In Sylhet, northeastern Bangladesh, on the banks of the Surma River, children sit on the windows of a flooded house while other family members gather on the bed in their flooded house, some wondering How to overcome the challenge.

“How can we eat (under these conditions)?” Anjuman Ara Begum said, standing in the water inside her kitchen. “We are living on muri (puffed rice) and chira (flat rice) and other things given by people. What else can we do? We can’t cook.”

According to Hafiz Ahmed, the airport manager, flights at Osmani International Airport in Sylhet have been suspended for three days due to floodwaters almost reaching the runway. The Sylhet Sunamganj highway was also flooded, but motorbikes were still moving.

According to the flood warning and forecasting center in the capital Dhaka, water levels in all major rivers across the country are rising. The country has about 130 rivers.

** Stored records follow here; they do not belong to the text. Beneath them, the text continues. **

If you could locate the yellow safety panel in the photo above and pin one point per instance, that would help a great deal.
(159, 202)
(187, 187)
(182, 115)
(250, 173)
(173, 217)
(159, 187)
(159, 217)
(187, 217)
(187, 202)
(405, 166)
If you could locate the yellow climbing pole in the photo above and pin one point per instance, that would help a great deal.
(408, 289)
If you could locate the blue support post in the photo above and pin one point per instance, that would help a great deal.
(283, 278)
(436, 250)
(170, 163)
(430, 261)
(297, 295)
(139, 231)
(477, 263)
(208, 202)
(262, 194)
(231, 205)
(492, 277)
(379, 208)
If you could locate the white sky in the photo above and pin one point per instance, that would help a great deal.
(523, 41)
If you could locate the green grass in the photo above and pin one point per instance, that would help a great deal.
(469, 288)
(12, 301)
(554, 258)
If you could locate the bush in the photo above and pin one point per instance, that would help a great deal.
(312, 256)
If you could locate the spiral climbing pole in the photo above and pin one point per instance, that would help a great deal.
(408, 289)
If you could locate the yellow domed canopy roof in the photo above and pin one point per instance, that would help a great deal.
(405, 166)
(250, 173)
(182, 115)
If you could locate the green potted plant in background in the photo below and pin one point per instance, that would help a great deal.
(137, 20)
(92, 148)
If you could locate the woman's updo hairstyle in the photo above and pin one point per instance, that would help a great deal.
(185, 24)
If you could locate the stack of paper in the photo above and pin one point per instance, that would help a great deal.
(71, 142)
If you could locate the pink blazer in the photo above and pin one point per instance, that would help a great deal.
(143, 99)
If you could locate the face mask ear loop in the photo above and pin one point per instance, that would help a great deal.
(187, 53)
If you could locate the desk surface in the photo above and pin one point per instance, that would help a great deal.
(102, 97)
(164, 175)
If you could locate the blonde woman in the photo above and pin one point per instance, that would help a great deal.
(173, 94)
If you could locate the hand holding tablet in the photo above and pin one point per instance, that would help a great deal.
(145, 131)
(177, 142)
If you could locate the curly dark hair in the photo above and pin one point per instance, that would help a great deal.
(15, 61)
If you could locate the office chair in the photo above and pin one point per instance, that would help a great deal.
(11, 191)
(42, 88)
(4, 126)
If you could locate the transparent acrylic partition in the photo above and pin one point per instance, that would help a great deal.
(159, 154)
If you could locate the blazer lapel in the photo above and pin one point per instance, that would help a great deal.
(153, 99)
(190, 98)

The center said the flood situation is likely to worsen in the hardest-hit Sunamganj and Sylhet districts in the northeast as well as the Lalmonirhat, Kurigram, Nilphamari and Rangpur districts in northern Bangladesh.

The Brahmaputra, one of Asia’s largest rivers, broke its mud embankments, flooding 3,000 villages and farmland in 28 of Assam’s 33 districts across the border in India.

“We are forecasting moderate to heavy rainfall in some areas of Assam until Sunday,” said Sanjay O’Neil, an official at the meteorological station in Gauhati, the capital Assam. ever had”.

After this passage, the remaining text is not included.